Different Types of Key Control in the Hotel Industry:

1) Emergency Key 2) Master Key 3) Guest Room Key 4) Electronic Locking System are the main types of keys used in the hotels. One of the most important factors of the hotel guest room is the lock on the door. In past key control systems were limited to basic metal key these were easily lost and were costly to replace.

The Key control systems eventually evolved into systems that were easier to replace called key cards. These plastic keys were filled with small holes at the one end that the door could read when inserted. The drawback to the key card was that they had the room name printed on them this posed a major security risk and thus had to be replaced as well.

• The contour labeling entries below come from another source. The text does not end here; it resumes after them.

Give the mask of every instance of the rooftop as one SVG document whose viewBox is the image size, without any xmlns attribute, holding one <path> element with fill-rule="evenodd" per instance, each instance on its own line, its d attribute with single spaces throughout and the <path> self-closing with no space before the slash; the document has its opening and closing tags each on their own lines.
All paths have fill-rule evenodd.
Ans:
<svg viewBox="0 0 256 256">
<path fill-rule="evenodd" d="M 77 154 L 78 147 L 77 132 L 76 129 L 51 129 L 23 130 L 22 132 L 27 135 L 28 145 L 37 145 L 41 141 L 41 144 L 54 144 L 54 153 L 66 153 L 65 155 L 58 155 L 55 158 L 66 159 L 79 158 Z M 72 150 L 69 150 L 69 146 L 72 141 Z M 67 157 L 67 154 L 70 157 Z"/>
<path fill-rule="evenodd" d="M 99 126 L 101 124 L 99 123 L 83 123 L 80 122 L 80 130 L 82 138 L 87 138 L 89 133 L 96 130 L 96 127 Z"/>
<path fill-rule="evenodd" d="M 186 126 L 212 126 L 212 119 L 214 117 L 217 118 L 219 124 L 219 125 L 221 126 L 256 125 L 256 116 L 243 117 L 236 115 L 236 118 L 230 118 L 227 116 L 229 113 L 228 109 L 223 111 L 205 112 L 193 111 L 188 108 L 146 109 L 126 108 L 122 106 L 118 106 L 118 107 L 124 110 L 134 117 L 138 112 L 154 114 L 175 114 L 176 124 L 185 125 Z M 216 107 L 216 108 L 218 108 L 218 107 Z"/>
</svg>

Modern hotels today use computer-controlled key control system. A credit card type card is assigned a special code when activated by the front desk. This key is preprogrammed with guest arrival and departure information and will work for the duration of guest stay and for a particular period.



1. Emergency Key:

A key that can open all doors double-locked in hotels, among others:
Guest room door (Guest Room)
Door Office (Office)
Door Warehouse (Store)
This key is usually held by the Management Hotel or GM can use the emergency moment/emergency

2. Guest Room Key:

Key available for use by the guests to open the rooms such as CARD or a special card and some form of regular keys, so-called Key Tag if the child is the key hanger.

3. Master Key:

A key that can be used to open the door on one floor/floor or one section area all single locked. So if the hotel consists of 8 floors/section in the hotel so there will be 8 pieces Master Key.

4. Electronic Locking System:

An electronic lock system (more precisely an electric lock) is a locking device which operates by means of electric current. More often electric locks are connected to a PMS - PROPERTY MANAGEMENT SYSTEM.

The advantages of an electric lock connected to a property management system include key control, where keys can be added and removed without re-keying the lock cylinder; fine access control, where time and place are factors; and transaction logging, where the activity is recorded.